Mer frissonna. Comportements autodestructeurs et troubles dépressifs. C'était dramatique, comme formule.
« J'ai épousé la major de ma promo, celle qui m'a battu d'un point, Michelle. Nous avons cinq enfants, tous adoptés. Zola vient du Malawi, Lucia d'Italie, Emile vient de France, Yasmine du Congo et le petit dernier, Dae-Ho, de Corée du sud. Je suis très heureux, j'aime beaucoup mon travail et j'aime ma famille. »
« Vous voulez m'exposer vie parfaite ? Vous êtes nul, comme psy. »
« Je veux que vous me fassiez confiance, Meredith.
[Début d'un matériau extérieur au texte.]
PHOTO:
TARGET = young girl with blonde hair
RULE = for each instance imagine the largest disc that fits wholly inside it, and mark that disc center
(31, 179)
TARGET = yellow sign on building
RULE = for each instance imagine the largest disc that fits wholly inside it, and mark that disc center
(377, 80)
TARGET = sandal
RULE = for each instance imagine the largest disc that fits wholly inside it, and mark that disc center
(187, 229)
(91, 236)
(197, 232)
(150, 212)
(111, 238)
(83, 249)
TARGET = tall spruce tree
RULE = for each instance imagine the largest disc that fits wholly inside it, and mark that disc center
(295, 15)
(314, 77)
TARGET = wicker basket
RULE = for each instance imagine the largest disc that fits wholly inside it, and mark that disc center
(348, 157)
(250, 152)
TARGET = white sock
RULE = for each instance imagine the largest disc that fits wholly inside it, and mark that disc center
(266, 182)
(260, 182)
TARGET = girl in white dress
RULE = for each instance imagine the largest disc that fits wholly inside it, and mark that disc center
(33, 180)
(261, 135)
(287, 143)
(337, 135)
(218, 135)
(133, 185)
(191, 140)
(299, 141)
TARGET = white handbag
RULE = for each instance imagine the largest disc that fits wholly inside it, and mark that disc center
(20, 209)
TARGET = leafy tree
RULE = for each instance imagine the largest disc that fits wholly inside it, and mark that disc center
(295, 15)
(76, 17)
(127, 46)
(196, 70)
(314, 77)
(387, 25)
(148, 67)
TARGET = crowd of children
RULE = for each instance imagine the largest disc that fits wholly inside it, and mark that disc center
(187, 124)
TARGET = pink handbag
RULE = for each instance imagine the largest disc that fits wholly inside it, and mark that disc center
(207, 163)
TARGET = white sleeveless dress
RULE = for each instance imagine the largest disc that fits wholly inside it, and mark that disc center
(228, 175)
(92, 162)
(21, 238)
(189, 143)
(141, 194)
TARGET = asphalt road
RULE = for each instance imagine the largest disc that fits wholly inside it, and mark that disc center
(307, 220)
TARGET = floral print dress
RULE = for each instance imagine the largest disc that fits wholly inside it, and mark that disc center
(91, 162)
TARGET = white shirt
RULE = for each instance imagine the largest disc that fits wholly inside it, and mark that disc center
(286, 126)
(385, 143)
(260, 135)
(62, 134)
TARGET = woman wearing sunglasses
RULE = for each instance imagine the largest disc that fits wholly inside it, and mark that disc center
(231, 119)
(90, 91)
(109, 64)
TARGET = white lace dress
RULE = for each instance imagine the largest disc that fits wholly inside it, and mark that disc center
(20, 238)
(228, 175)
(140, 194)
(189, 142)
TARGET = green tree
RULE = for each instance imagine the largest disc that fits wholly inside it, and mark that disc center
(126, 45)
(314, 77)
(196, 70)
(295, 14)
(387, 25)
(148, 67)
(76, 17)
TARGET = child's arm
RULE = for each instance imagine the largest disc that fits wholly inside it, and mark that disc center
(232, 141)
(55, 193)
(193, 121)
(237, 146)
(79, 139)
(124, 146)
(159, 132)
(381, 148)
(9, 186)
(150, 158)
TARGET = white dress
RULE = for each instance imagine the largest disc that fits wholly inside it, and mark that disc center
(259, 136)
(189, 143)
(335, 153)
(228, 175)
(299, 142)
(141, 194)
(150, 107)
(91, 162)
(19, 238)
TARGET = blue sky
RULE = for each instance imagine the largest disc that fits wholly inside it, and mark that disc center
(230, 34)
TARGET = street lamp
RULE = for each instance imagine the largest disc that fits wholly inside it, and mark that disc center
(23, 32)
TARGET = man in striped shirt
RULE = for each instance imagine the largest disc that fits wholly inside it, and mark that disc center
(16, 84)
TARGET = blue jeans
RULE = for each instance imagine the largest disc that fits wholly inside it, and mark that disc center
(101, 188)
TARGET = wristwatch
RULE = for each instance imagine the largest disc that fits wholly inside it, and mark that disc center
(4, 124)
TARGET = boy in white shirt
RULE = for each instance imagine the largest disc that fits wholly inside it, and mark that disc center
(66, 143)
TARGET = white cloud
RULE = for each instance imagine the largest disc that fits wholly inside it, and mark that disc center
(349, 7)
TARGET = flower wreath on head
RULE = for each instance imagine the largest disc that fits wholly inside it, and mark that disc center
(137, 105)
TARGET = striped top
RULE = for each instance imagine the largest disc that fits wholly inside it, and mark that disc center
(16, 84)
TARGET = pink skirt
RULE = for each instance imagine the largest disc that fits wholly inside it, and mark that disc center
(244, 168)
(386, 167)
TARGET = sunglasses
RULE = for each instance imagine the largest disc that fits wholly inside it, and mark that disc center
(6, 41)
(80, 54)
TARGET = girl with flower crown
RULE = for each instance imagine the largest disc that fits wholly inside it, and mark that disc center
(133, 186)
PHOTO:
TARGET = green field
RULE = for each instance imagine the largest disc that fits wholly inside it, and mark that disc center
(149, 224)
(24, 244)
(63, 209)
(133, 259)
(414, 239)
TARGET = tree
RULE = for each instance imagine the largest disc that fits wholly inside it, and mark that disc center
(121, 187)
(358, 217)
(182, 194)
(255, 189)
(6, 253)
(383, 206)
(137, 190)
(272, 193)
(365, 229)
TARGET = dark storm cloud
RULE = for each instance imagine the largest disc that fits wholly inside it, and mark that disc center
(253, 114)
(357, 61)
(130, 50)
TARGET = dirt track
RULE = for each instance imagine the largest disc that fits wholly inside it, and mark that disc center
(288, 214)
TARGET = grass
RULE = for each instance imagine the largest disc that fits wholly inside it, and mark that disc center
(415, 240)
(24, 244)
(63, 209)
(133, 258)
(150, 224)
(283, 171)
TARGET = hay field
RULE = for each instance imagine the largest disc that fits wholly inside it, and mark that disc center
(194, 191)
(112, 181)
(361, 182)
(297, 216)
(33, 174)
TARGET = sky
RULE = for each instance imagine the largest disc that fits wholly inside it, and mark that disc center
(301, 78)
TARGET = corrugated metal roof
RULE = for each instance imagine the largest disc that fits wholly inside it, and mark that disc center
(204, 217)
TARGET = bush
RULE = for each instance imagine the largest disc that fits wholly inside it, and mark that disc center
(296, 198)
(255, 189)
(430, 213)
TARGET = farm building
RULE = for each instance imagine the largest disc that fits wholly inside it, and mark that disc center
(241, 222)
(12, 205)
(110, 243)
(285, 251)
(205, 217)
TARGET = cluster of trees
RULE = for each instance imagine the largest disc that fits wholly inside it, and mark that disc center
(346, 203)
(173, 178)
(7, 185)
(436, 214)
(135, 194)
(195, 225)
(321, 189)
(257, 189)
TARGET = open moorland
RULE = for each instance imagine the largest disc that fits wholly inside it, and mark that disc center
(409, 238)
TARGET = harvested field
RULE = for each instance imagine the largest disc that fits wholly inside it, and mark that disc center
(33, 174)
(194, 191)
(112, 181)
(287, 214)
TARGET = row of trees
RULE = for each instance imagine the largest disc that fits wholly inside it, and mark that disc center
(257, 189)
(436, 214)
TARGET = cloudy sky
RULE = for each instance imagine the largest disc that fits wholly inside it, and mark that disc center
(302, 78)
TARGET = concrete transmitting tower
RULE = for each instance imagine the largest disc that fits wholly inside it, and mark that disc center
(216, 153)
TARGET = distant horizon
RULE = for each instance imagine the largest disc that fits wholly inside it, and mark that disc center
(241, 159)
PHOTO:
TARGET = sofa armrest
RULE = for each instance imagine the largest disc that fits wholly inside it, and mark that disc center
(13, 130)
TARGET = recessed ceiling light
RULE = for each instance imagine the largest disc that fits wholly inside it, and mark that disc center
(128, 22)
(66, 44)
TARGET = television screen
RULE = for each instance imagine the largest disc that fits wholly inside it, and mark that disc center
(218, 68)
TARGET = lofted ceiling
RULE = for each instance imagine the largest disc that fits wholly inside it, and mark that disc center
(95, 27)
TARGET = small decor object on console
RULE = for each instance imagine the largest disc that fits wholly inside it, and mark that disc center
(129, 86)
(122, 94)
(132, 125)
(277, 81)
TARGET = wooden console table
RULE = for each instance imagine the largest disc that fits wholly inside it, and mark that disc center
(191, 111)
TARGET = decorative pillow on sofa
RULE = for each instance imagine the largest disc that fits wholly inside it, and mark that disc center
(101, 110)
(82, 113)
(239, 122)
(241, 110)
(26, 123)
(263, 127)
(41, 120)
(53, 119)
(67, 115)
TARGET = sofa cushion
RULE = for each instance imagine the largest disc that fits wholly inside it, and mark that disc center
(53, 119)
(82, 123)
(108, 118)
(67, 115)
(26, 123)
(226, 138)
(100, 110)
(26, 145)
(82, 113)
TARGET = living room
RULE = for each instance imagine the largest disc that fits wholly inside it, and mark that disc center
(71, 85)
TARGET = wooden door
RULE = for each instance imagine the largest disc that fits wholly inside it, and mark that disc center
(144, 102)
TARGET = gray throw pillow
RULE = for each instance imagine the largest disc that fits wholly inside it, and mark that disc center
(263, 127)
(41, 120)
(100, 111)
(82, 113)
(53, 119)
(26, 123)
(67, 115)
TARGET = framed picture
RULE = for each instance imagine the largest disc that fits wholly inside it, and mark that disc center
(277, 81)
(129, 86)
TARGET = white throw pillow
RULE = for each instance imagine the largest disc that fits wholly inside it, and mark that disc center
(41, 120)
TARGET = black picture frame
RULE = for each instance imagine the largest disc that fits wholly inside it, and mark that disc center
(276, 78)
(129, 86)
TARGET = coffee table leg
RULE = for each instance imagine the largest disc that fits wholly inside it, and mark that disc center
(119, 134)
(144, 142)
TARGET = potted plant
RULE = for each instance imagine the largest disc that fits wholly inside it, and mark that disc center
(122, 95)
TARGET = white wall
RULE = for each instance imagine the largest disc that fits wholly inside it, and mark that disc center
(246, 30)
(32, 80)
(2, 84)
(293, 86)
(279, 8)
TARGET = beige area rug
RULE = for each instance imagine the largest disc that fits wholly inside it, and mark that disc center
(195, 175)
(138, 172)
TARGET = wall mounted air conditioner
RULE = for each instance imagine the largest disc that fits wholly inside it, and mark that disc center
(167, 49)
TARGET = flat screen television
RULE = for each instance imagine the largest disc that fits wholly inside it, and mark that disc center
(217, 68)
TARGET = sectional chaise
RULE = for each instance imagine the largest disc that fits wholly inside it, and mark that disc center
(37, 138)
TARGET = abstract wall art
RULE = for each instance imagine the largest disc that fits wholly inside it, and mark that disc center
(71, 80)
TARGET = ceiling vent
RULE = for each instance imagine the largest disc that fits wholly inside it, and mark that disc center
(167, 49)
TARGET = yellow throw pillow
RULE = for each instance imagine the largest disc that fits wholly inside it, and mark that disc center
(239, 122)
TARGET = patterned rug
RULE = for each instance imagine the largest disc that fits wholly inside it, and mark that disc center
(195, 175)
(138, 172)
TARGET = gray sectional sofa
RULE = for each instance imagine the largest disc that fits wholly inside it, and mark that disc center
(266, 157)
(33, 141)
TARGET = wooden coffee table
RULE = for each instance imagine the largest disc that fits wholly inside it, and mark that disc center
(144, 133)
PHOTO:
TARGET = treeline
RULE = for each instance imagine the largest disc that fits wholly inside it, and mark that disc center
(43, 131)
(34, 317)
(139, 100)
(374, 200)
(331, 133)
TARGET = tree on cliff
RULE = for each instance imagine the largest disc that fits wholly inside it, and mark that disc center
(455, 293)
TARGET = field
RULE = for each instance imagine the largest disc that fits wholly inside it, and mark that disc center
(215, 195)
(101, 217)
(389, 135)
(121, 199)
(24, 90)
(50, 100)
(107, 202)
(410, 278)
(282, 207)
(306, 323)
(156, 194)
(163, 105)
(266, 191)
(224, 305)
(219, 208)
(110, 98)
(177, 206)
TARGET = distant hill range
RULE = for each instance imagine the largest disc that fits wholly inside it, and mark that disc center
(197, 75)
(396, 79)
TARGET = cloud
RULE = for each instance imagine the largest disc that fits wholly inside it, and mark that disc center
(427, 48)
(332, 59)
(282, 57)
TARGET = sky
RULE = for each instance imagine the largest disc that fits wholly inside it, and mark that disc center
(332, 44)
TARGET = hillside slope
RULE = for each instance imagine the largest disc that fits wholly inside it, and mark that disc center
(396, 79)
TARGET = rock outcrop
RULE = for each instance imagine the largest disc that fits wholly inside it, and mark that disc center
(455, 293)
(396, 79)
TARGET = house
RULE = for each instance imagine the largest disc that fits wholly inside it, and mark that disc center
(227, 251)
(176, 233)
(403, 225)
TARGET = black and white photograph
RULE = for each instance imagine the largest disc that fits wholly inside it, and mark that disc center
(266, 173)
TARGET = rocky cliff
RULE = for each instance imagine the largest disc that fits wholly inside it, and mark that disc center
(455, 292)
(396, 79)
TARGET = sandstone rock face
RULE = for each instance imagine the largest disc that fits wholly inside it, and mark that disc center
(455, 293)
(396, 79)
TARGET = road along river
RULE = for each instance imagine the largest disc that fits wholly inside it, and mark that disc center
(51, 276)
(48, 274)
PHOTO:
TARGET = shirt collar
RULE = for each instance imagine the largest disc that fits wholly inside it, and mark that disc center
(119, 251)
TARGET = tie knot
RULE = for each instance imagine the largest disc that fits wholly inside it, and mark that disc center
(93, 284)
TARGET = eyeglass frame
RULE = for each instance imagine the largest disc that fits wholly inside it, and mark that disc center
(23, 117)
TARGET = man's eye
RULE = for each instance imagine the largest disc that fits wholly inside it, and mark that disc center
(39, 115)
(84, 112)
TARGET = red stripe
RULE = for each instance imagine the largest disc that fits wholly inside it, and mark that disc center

Pour que vous puissiez me parler. »
Elle haussa un sourcil.
« Vous êtes nul. »
« Si vous voulez savoir, ma femme et moi avons divorcé, il y a quelques années. Nous nous sommes remis ensemble il y a quelques mois à peine. »
C'est elle qui haussa un sourcil.
« Écoutez, je sais que trouvez sûrement ça ridicule mais plus vous en apprenez sur moi, plus vous me ferez confiance. »
« Vous en êtes sûr ? »
« Revenons-en à ce que nous disions. »
« Vous n'avez pas répondu. »
« Vous non plus. »
« Vous avez lu mon dossier ? »
« En effet. »
« Vraiment ? »
Il acquiesça.
« On ne dirait pas. »
« Comment ça ? »
« Vous ne me regardez pas comme les autres. »
« Comment vous regardent-ils ? »
« Je me souviens de Thanksgiving, de toute la soirée et de la nuit qui a suivi. »
« Très bien. Autre chose ? »
« Ça ne marche pas. »
« De quoi parlez-vous ? »
« Votre truc pour que je vous fasse confiance. »
« Y-a-t-il autre chose que je peux faire ? »
« Laissez-moi tranquille. »
« Vous le voulez vraiment ? »
Mer remonta les couvertures sous son menton et regarda fixement le psychiatre.
« Pourquoi ne voulez-vous pas me parler, Meredith ? »
Elle l'ignora et ferma fort les yeux en espérant qu'une fois rouverts, Paul aurait disparu.
Il resta silencieux un moment. Il laissa le temps à Meredith Grey de savoir ce qu'elle voulait.